Three of the salon employees had previously seen my video, which had pretty much gone viral in this area of Saudi Arabia. For the rest of my visit, they treated me like a celebrity, bringing me coffee and dates, taking selfies with me and making sure I was thoroughly taken care of. By the time I left, my nails were flawless, my feet were soft, my toes were painted pearly pink, my hair was silky and shiny… and I felt somewhat human again.
Next stop: the mall.
When I left the truck, I was meant to pack a day bag… and I did… but the trouble was… I didn’t pack anything I needed. I do not know what I was thinking and it was the dumbest packing job I’ve ever done in my entire life. Packed in my overnight bag were all my dirty, digging clothes… and little else.
What was I thinking?
So now… I was stuck wearing the same dress and the same underwear I had on since leaving the truck… and arriving at the hotel.
I needed essentials…
Desperately.
In addition to the essentials, I ended up walking out with a new shirt and a jacket that makes me look like Vicky Pollard from Little Britain. I didn’t realize it at the time, but now every time I wear it, all I can think is, “Yeah but no but yeah...”
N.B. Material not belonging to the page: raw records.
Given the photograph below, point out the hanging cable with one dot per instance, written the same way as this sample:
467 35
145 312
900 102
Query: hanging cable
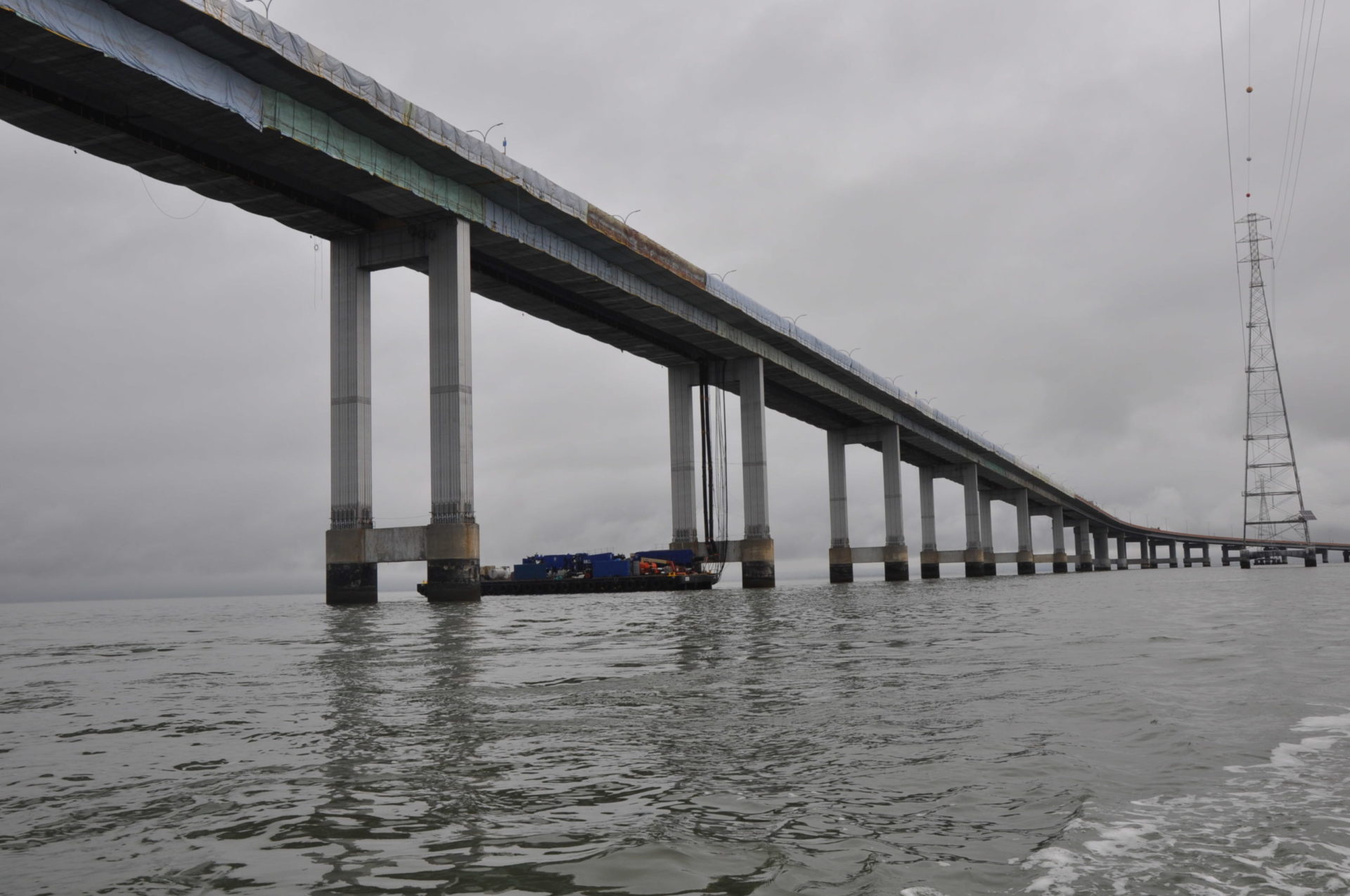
1303 133
1287 152
177 218
1233 202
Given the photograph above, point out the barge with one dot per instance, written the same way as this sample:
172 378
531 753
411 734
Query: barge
597 574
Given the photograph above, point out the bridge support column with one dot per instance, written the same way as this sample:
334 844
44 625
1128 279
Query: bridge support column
842 557
895 555
1062 559
990 569
681 382
352 578
1083 543
929 567
1102 551
453 535
1025 554
974 540
758 547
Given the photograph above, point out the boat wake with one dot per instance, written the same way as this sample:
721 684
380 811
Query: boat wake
1275 828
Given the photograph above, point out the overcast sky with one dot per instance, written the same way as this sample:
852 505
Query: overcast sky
1021 208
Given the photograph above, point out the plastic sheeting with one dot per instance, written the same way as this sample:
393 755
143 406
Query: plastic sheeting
315 129
311 58
105 30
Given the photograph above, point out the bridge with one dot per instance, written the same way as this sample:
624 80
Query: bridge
214 98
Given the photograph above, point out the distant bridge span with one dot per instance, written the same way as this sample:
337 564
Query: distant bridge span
211 96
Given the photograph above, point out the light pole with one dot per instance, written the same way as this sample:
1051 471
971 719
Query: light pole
482 135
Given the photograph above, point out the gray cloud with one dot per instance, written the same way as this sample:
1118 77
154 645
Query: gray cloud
1018 207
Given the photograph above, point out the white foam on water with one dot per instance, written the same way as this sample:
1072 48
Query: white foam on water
1275 828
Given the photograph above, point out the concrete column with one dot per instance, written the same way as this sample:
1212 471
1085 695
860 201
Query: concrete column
842 557
1025 555
929 567
1083 544
758 547
987 533
974 541
1102 551
1062 559
895 555
681 382
350 576
453 536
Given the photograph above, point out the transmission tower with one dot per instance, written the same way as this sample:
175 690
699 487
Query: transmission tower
1272 498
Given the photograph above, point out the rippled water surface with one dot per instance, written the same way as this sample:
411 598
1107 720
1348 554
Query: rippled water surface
1168 732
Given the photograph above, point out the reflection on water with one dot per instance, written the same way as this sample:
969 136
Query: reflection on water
953 737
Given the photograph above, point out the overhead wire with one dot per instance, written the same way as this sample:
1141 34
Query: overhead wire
1303 134
1233 192
1287 152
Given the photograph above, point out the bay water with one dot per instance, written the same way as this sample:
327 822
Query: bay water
1159 732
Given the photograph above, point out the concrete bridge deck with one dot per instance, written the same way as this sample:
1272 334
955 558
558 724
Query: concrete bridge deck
211 96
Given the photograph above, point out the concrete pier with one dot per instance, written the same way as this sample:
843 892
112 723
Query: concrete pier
1062 559
453 536
681 381
929 567
842 557
1025 555
1083 544
350 576
990 567
974 540
758 547
895 555
1102 551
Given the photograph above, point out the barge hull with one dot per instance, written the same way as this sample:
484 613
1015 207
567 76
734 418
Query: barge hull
693 582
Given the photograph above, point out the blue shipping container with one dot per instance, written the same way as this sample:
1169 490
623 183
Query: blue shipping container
529 573
682 557
610 569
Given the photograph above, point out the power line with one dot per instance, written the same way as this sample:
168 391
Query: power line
1285 157
1233 202
1298 165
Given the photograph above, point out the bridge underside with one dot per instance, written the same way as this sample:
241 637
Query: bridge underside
324 158
138 120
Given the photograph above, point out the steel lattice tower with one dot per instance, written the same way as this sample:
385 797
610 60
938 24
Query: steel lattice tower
1273 498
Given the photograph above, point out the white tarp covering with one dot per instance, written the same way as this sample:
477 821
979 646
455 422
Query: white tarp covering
101 27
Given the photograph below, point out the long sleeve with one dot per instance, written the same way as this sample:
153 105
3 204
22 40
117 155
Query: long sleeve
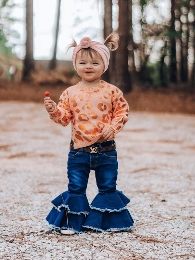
120 111
62 113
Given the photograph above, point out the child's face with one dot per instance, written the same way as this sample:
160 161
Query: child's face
89 68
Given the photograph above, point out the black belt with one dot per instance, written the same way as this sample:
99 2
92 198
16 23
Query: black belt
97 147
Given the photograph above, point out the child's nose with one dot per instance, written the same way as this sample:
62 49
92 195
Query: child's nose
88 65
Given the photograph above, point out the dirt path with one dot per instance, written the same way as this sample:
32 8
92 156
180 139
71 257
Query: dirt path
157 165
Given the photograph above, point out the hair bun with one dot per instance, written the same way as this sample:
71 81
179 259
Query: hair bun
112 41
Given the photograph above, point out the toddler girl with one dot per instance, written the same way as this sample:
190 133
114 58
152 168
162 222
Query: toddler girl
97 111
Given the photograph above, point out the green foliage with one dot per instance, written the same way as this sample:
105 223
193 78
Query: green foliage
5 50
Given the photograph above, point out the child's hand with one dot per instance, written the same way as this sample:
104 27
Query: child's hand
49 104
107 133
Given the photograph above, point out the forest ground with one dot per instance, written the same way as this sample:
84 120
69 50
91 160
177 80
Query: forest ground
156 153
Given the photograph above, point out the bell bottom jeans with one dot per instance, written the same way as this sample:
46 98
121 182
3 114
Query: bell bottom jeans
104 164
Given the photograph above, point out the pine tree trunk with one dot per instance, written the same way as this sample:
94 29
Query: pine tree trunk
173 59
53 60
131 43
184 45
28 64
121 71
108 75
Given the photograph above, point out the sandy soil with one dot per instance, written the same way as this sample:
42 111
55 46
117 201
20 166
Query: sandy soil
156 170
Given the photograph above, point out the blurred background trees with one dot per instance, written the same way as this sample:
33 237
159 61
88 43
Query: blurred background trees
156 48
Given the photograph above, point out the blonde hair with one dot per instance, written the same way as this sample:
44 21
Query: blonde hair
112 41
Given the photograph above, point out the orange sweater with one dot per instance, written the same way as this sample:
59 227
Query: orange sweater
90 110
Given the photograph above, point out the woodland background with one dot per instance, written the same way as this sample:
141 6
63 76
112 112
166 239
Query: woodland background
154 64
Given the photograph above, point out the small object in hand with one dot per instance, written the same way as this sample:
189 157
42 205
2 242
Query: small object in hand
47 94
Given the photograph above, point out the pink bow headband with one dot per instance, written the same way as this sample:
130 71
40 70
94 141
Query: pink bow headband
97 46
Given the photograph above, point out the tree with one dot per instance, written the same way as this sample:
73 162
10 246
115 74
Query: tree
108 75
122 75
29 60
172 35
53 60
184 31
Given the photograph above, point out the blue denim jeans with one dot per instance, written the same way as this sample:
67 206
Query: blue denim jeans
108 209
104 164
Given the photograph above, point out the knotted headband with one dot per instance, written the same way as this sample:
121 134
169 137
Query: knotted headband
85 43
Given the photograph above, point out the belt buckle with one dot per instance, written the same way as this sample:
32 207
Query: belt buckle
93 149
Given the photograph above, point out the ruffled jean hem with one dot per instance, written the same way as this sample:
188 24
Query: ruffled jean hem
109 230
107 212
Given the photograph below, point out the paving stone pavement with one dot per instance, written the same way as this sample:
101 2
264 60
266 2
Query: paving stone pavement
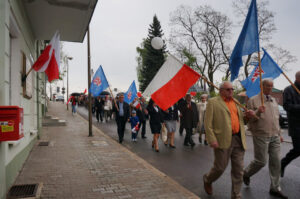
77 166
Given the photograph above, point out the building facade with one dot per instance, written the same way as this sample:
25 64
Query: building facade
24 28
18 50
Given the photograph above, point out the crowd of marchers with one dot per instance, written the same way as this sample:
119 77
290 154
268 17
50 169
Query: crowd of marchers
220 123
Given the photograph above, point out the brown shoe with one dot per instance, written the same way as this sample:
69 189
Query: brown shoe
278 194
207 186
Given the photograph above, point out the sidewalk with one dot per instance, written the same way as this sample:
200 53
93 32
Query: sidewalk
77 166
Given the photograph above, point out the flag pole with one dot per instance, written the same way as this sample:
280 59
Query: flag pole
113 98
25 76
291 82
89 82
260 80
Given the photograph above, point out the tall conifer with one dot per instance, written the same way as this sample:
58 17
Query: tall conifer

I’m positive that everyone else is laughing at me too. Everyone from the UK, anyway…
When I returned to the hotel, I went straight to my room to savour some blissful solitude… and relish in my day’s indulgence. Having my own space was glorious… and I knew I needed to keep upgrading, whenever possible.
Financial ruin was well within reach… but I no longer cared.
My mental health was dependant on it.